Le long métrage aborde la difficulté d'être politicien dans un monde hypermédiatisé et les écueils du journalisme politique. Saisissant, le documentaire de Jean-Claude Labrecque soulève les passions dans le monde politique et remet en question le rôle des médias. Il donne aussi toute la dimension de l'homme derrière le politicien, qui se révèle complexe et parfois attachant.

En entrevue à RDI, Chantal Renaud a raconté comment son mari, Bernard Landry, avait réagi en voyant le documentaire.

Bernard a pleuré de chagrin et de désespoir en voyant [le film] la première fois, a-t-elle dit. Il était très très triste de savoir qu’il n’est resté rien de son programme pour le Québec, [...] que le sujet n’était que la bataille entre Bernard Landry et la presse.

Elle a toutefois insisté sur l’importance de l’œuvre de Jean-Claude Labrecque.

[Sa mort] est un grand chagrin pour le Québec et pour la mémoire du cinéma.

Chantal Renaud, chanteuse, scénariste et veuve de Bernard Landry
Il est assis dans les gradins du stade Olympique, avec un air triste et songeur.Jean-Claude Labrecque Photo : Radio-Canada

Chantal Renaud a également souligné la discrétion du cinéaste, qui a suivi Bernard Landry et son entourage nuit et jour durant toute la campagne électorale. L’analyste politique Michel David, qui a rencontré Jean-Claude Labreque pour la première fois durant la campagne de 2003, avait fait la même observation.

Ce qui m’avait frappé à ce moment-là, c’est d’abord qu’il était d’une discrétion telle qu’on oubliait qu’on était filmé, a-t-il raconté.
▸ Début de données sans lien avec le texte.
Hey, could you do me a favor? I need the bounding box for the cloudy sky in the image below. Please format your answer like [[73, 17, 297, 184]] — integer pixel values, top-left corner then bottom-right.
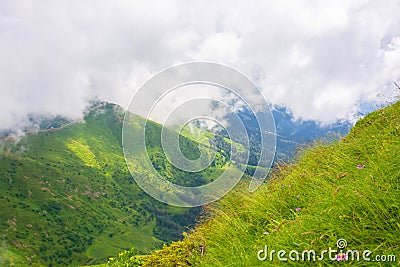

Son documentaire À hauteur d’homme était bien plus que le récit d’une campagne électorale, a ajouté Michel David. M. Landry est sorti grandi de ce film-là.

La fiction pour expliquer l'histoire

Côté fiction, ses œuvres s'inscrivent également dans une forte perspective historique. Les smattes (1972) et L'affaire Coffin (1979) s'inspirent de faits divers authentiques, alors que Les vautours (1975) et Les années de rêves (1984) placent le destin du protagoniste dans le mouvement de l'histoire récente du Québec, de Duplessis à la crise d'Octobre. Dans le récit historique Anticosti au temps des Menier (1999), il raconte l'acquisition de l'île d'Anticosti en 1895 par le « roi du chocolat » en France, Henri Menier, qui en a fait son domaine de chasse et de pêche.

Les trois personnes sont assises sur des chaises sur un plateau de télévision.Le cinéaste Jean-Claude Labrecque, en entrevue avec René Homier-Roy et Marie Perreault, en 1977 Photo : Radio-Canada

Parallèlement, celui qui a notamment dirigé Lothaire Bluteau, Monique Mercure et Jean Coutu a continué à manier la caméra pour d'autres réalisateurs, entre autres Bernard Émond pour La femme qui boit (2001), présenté à Cannes.

En 1992, le gouvernement du Québec l'a fait lauréat du prestigieux prix Albert-Tessier, décerné pour l'ensemble de son œuvre et de sa carrière dans le domaine du cinéma.

Puis, en 2001, son fils Jérôme lui a consacré le documentaire Jean-Claude Labrecque, cinéaste contemporain, où il explore les 40 ans de carrière de son père grâce à de multiples archives, anecdotes et faits historiques qui racontent sa vie personnelle et éclairent sa démarche professionnelle.